I don't know if I'm being clear. I'm very scared and sad. I can't think of anything else. My mother died a month ago and I can't even mourn her because I'm too consumed with whether or not I have HIV. I'm a realistic person and understand that this virus is tricky, I am at high risk and that I have to wait three months to test since my last exposure and then again at six months. I guess I just need to talk to someone and in my city it's not very easy to just walk in and get some counseling, but I'm working on it. Ok, I'll just hope that the odds are in my favor and maybe my mom is looking out for me. I believe in and practice good karma, so please just send some my way. I hope that I can be a rare case and be negative, but I have to wait. I just want to say that you are very inspiring for those who are fearful. You're very optimistic and prove that life doesn't have to stop. Thanks for listening, even though I'm not very clear. Take care, all my best and a donation is on it's way.

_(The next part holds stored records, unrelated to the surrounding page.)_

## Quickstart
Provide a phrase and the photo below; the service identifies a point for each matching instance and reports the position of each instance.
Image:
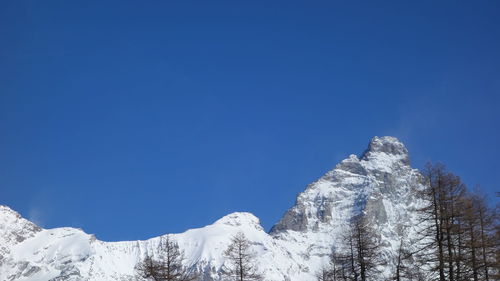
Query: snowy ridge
(380, 183)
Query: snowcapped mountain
(380, 183)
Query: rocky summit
(379, 183)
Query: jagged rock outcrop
(379, 183)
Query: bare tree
(361, 256)
(240, 259)
(168, 265)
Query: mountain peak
(239, 219)
(389, 146)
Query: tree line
(168, 266)
(457, 240)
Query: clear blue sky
(132, 119)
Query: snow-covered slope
(379, 183)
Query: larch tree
(168, 264)
(240, 260)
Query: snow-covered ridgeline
(379, 183)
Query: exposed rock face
(380, 184)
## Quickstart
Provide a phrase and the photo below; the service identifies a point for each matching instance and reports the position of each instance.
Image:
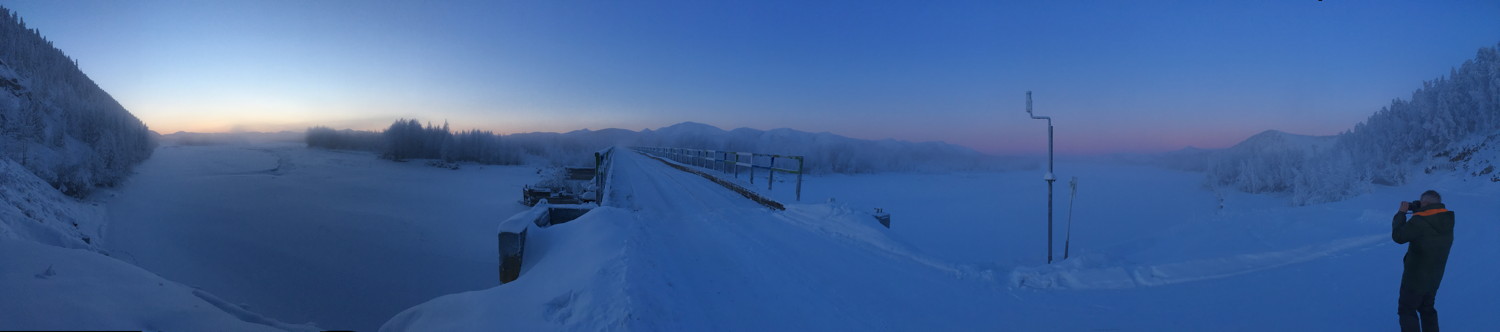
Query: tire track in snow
(1074, 275)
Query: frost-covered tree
(59, 123)
(1380, 150)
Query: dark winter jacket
(1431, 236)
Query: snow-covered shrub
(1380, 150)
(824, 152)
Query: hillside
(60, 138)
(59, 123)
(825, 152)
(1439, 128)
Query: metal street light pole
(1049, 178)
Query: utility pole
(1049, 178)
(1073, 199)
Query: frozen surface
(1152, 250)
(338, 239)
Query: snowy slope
(683, 254)
(56, 275)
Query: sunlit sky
(1116, 75)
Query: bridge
(720, 256)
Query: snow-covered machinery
(552, 202)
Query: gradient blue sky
(1116, 75)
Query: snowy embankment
(54, 275)
(1152, 250)
(339, 239)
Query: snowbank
(57, 289)
(570, 281)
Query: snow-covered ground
(260, 233)
(1152, 250)
(339, 239)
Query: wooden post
(770, 178)
(798, 179)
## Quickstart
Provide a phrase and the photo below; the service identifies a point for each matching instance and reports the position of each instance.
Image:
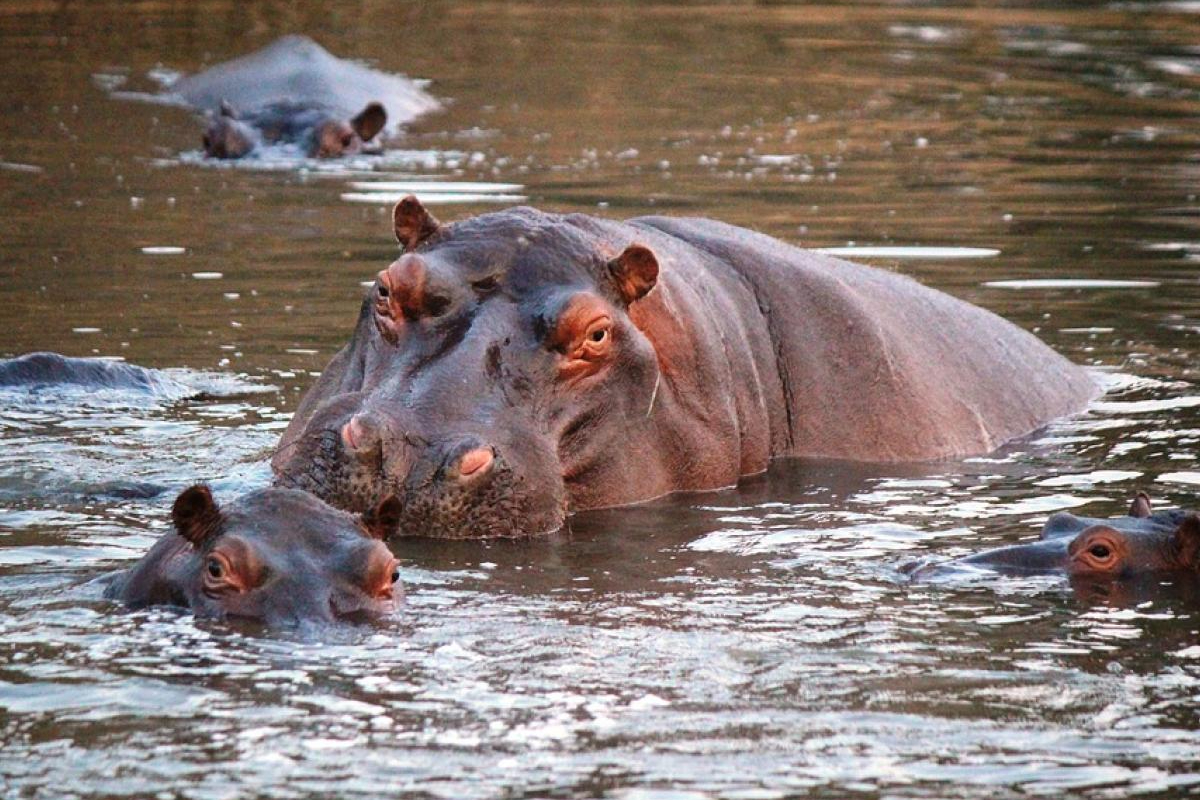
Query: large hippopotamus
(1139, 545)
(294, 91)
(276, 555)
(510, 368)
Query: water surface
(747, 644)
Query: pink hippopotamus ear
(412, 223)
(383, 521)
(635, 272)
(196, 515)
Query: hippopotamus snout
(456, 485)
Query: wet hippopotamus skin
(279, 557)
(511, 368)
(294, 91)
(37, 370)
(1139, 545)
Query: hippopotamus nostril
(477, 462)
(360, 434)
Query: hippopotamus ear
(383, 521)
(196, 515)
(1140, 506)
(412, 222)
(635, 272)
(370, 121)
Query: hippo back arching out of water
(1135, 546)
(295, 91)
(517, 366)
(274, 555)
(47, 370)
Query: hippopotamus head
(275, 555)
(333, 137)
(1129, 547)
(228, 137)
(495, 379)
(322, 133)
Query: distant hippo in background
(276, 555)
(46, 370)
(514, 367)
(317, 131)
(293, 91)
(1139, 545)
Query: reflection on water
(756, 643)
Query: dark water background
(749, 644)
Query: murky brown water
(748, 644)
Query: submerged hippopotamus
(294, 91)
(511, 368)
(275, 555)
(37, 370)
(1139, 545)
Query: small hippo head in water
(228, 137)
(276, 555)
(318, 131)
(1139, 545)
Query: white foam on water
(1145, 407)
(1091, 479)
(442, 187)
(1071, 283)
(911, 252)
(433, 198)
(1189, 479)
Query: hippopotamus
(276, 555)
(294, 91)
(515, 367)
(1139, 545)
(41, 370)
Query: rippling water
(748, 644)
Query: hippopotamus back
(297, 70)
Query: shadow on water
(759, 642)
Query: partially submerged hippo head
(491, 382)
(228, 137)
(1139, 545)
(322, 133)
(275, 555)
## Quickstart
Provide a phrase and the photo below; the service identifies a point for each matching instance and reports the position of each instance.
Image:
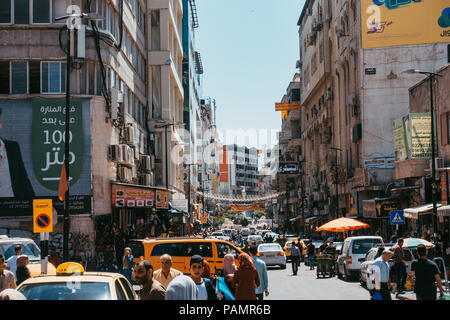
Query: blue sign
(397, 217)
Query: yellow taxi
(71, 282)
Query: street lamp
(434, 145)
(71, 24)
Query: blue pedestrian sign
(397, 217)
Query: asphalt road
(305, 286)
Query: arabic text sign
(387, 23)
(49, 122)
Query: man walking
(400, 266)
(295, 257)
(7, 279)
(150, 289)
(311, 254)
(261, 267)
(11, 263)
(380, 269)
(427, 275)
(166, 274)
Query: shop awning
(413, 213)
(444, 211)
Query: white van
(353, 254)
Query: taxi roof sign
(69, 268)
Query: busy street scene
(253, 150)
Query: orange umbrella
(342, 225)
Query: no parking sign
(42, 215)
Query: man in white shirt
(11, 263)
(14, 178)
(166, 273)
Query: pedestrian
(22, 272)
(11, 262)
(150, 288)
(7, 279)
(206, 289)
(182, 288)
(380, 269)
(261, 267)
(11, 294)
(400, 266)
(246, 279)
(166, 274)
(295, 257)
(127, 264)
(427, 275)
(54, 259)
(311, 248)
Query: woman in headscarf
(246, 279)
(182, 288)
(22, 272)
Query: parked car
(353, 253)
(272, 254)
(254, 240)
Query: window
(41, 11)
(5, 11)
(19, 77)
(21, 12)
(53, 79)
(4, 77)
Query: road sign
(42, 215)
(397, 217)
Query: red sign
(132, 197)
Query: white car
(272, 254)
(354, 251)
(254, 241)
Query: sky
(249, 50)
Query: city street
(305, 286)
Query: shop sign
(132, 197)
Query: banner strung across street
(386, 23)
(33, 133)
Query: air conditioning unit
(439, 163)
(129, 133)
(125, 174)
(146, 179)
(115, 153)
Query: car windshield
(361, 246)
(28, 248)
(269, 247)
(67, 291)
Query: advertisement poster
(32, 132)
(132, 197)
(386, 23)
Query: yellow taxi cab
(71, 282)
(29, 248)
(182, 249)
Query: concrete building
(350, 97)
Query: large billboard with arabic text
(386, 23)
(32, 151)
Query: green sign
(48, 141)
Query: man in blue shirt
(262, 272)
(380, 272)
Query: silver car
(272, 254)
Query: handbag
(377, 295)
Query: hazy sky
(249, 49)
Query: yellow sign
(42, 215)
(386, 23)
(287, 106)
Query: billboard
(32, 134)
(386, 23)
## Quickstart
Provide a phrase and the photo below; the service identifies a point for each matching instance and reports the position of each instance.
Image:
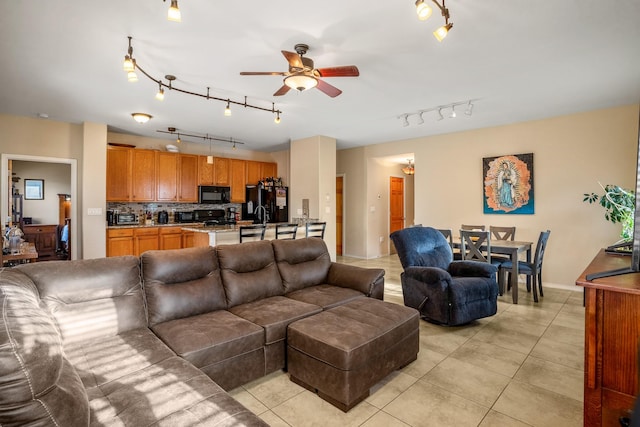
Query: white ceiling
(522, 60)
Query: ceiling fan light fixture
(173, 14)
(442, 32)
(141, 117)
(423, 10)
(301, 82)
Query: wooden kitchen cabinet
(170, 238)
(612, 335)
(188, 239)
(45, 239)
(221, 171)
(145, 239)
(167, 165)
(205, 171)
(238, 180)
(118, 174)
(143, 175)
(188, 183)
(119, 241)
(254, 172)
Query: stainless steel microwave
(214, 195)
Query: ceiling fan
(302, 75)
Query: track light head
(423, 10)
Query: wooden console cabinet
(612, 336)
(44, 237)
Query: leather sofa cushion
(249, 272)
(38, 385)
(91, 298)
(211, 337)
(134, 379)
(347, 336)
(180, 283)
(326, 296)
(302, 262)
(274, 315)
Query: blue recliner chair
(444, 291)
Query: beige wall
(571, 154)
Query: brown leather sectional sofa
(157, 340)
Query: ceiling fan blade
(293, 59)
(345, 71)
(262, 73)
(328, 89)
(282, 91)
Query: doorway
(339, 213)
(396, 206)
(4, 188)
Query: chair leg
(540, 284)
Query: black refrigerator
(275, 201)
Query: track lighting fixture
(130, 66)
(424, 12)
(206, 137)
(438, 110)
(141, 117)
(409, 169)
(173, 14)
(160, 94)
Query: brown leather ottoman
(340, 353)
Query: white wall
(571, 154)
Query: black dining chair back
(253, 232)
(286, 231)
(502, 233)
(315, 229)
(533, 269)
(472, 227)
(472, 243)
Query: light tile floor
(521, 367)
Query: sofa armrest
(472, 269)
(369, 281)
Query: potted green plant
(619, 205)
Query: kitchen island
(214, 235)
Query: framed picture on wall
(508, 184)
(34, 189)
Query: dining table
(513, 248)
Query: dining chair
(286, 231)
(471, 245)
(315, 229)
(252, 231)
(533, 269)
(502, 233)
(448, 234)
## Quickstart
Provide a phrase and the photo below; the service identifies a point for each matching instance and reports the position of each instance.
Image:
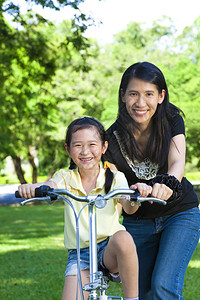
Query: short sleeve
(178, 126)
(60, 179)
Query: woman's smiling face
(141, 99)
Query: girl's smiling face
(141, 99)
(86, 148)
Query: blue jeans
(165, 246)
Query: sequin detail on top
(143, 170)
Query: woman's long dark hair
(87, 122)
(159, 140)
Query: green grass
(33, 258)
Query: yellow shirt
(107, 217)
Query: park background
(58, 62)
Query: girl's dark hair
(87, 122)
(159, 140)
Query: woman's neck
(89, 179)
(141, 135)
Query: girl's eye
(133, 94)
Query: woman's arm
(176, 156)
(176, 164)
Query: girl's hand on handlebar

| Response from Dr. Frascino
Hello Power Bottom,
It's probably not quite accurate to claim "I always practice safe sex . . ." and then go on to describe six unsafe episodes of unprotected mattress mamboing. But we won't hold that against you.
Following your review of the information in the archives, you seem to have an accurate assessment of your HIV risk and what you need to do about it. Your risk: unprotected insertive and receptive anal and oral sex with a partner who subsequently learned he was HIV positive. Certainly your risk is significant, but there is still a decent chance you did not acquire the virus. I won't bother reiterating the statistical risk estimates, as you've already reviewed those.
Regarding your viral load question, the HIV plasma viral load is generally quite high for several months after primary infection until the body's immune system can kick in and begin fighting the infection.
As for what to do, you are correct: you'll need an HIV-antibody test three months after your last potential exposure. If negative, an additional test at six months is recommended, because you had a confirmed significant HIV exposure. We'll keep all fingers and toes crossed for you!
If the anxiety of waiting through the window period is difficult for you, I agree counseling may significantly help. I'd also suggest you continue to read through the extensive archives of this forum. The testimonials can be very encouraging and should help you keep your fears in check.
Thanks for your donation (www.concertedeffort.org). In return, I'll send my best good-luck karma that your HIV tests are negative. But whatever the outcome, please know that I'm here if you need me, OK?